Russian news agencies reported that pilot error was suspected. "The cause of the plane crash was apparently an error by the crew during the approach to landing," Russian state news agency RIA Novosti quoted an unnamed official in Smolensk as saying.

The jet had been fully repaired and refurbished in December, Alexei Gusev, director of the Aviakor aircraft factory that makes the planes, said.

Russian President Dmitry Medvedev appointed Prime Minister Vladimir Putin to head an inquiry commission and sent Emergency Situations Minister Sergei Shoigu to the site.

Kaczynski and his twin brother formed a formidable dual leadership of Poland's nationalist right wing, stubbornly taking on other European leaders at EU summits to defend his country's cause.

He faced an election later this year and was to fight for a new term.

The crash occurred three days after Putin and Tusk attended a joint memorial for the Katyn victims.
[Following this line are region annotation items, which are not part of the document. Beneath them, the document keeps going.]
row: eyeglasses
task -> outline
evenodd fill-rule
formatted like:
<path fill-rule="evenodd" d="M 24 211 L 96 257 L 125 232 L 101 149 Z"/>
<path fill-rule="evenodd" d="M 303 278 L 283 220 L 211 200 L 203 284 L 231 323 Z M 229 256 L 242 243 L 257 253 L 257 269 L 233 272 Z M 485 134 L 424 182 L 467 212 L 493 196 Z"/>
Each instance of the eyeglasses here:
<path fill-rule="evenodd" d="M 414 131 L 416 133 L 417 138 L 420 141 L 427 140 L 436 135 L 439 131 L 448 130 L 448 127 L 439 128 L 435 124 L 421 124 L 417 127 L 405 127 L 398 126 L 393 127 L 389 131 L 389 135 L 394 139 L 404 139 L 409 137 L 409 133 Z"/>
The event was seen as a huge symbolic advance in Russia's often thorny relations with Poland.

Putin called Tusk to express condolences over the "tragic" crash, the Russian leader's spokesman Dmitry Peskov told Russian news agencies.

"I have given an order to carry out a detailed investigation of the accident with complete and close cooperation with the Polish side," Medvedev said in a message to Komorowski.

"In the name of the Russian people, I offer my deepest, truest condolences to the Polish people, feelings of compassion and support for the relatives and loved ones of those killed," he said in an address due to be broadcast on Polish television.

World leaders expressed shock at the disaster.

US President Barack Obama hailed the late president as "a distinguished statesman who played a key role in the Solidarity movement, and he was widely admired in the United States as a leader dedicated to advancing freedom and human dignity".

French President Nicholas Sarkozy paid homage to his Polish counterpart as a man "driven by ardent patriotism, who dedicated his life to his country".

"He will be mourned across the world and remembered as a passionate patriot and democrat," said British Prime Minister Gordon Brown.